2011年は、東南アジアでの投資育成活動を本格化し、私にとっては変化に富んだ年であった。社会全体もまた、言う までもなく大変な年だった。

2、3年あたり前から海外事業につき着想し、諸々準備をしてきて、いざ春先に具体的に動き出そうとした矢先、3月11日はやってきた。
私の実家は東北にある。

幸いにして内陸部のため家族や知り合いに直接の被害はほとんど無かったものの、随分と凄惨な話を見聞きした。
ショックだった。人生というものについてずいぶん考えさせられた。
そして正直、迷った。
この状況で自分だけが日本を出て、新しい事をやるのが良い事なのか、分からなくなった。なにか罪悪感のようなものすら感じた。
むしろ起業支援なら、東北に戻ってやるべきではないかとか、真剣に考えたりもした。

しかし最終的には4月には諸々の準備を整え、アジアでの投資活動を本格始動するに至った。
自分の本分を全うすべきではなかろうかと、思ったからだ。
震災の前から、日本は良くない方向に向かっていると思っていた。誰もが多かれ少なかれそう感じているだろう。

我が子が成人する時、いったい日本はどうなっているのだろうか。

ほとんどの産業、職業において国際化や自由化が進み、新興国との競争に晒され、その結果、日本人の給料は下がり、雇用が減って、失業が増えるだろう。 確かに震災は凄惨な現実を叩きつけたが、震災があろうがなかろうが、この危機は厳然として目の前に立ちはだかっていた。

そういう自覚があるならば、そうなる前にこちらから新興国に打って出て、基盤を構築し、力を培い強くなって、そのうえで日本で、世界で生きていこう。
また、そんな人が一人でも多く行動するならば、決して暗い未来ばかりではないだろう、そう思った。
そして実際、アジア諸国に出向いてみると、実に多くの優秀な若い日本人が活躍していた。 またこれから海外に打って出んとする多くの若い人々にも出逢った。
嬉しかったし、誇らしかった。 マスメディアや一部のソーシャルメディアで垂れ流される悲観論や若者内向き論など、ゴミ箱に捨ててしまったら良いと思った。
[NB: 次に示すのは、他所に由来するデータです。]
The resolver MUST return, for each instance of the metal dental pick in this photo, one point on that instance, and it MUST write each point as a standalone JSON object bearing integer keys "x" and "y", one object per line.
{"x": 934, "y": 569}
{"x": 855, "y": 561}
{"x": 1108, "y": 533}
自覚ある優秀な才能は、四の五の言う前に、既に海を渡って、あるいはそのために虎視眈々と準備をしているのだ。

2011年は日本人にとって「海外再進出元年」であった、そんな気がしている。

かつて80年代、日本は世界を席巻した。

「ジャパニーズビジネスマン」はアフリカでもアジアでもどこにでもいた。現在の中国がそうであるように、世界から、とりわけ米国から覇権を脅かされる存在として恐れられ、叩かれた。それ程に強かった。

再びそうなるかはともかく、少なくとも再び日本が世界に打って出て、今より強さを取り戻す可能性は十分にあると感じている。事実、自分の仲間や周囲のスタートアップコミュニティにおいても実に沢山の人々が、既に海外に進出済み、または計画中、少なくとも強い関心と興味を持っており、それは昨年にぐんと加速した感がある。 もちろんソーシャルメディアの普及による情報波及もそれに一役買っているのだろう。

自分も、少しでもそのような国内における情報やインスパイアの媒介的な貢献ができれば幸いであり、そのために本年は日本での情報発信活動も、もう少し活発化してきたいと思う。

今年は、引き続き混沌が続くだろうが、世界経済は幾分良い方向に向かっているようだ。
政治は相変わらず失敗が続くだろう。日本だけではなく先進国のほとんどが、新しい社会構造を模索する時期が十年単位で続くのだろう。
そういう時期に、国や社会や景気などといった外部環境に期待していては、失望のみが待ち受けているのだろう。
自ら活動し、自ら切り開く以外に道はないだろう。
よって、今年も、チャレンジを継続していきたいと思う。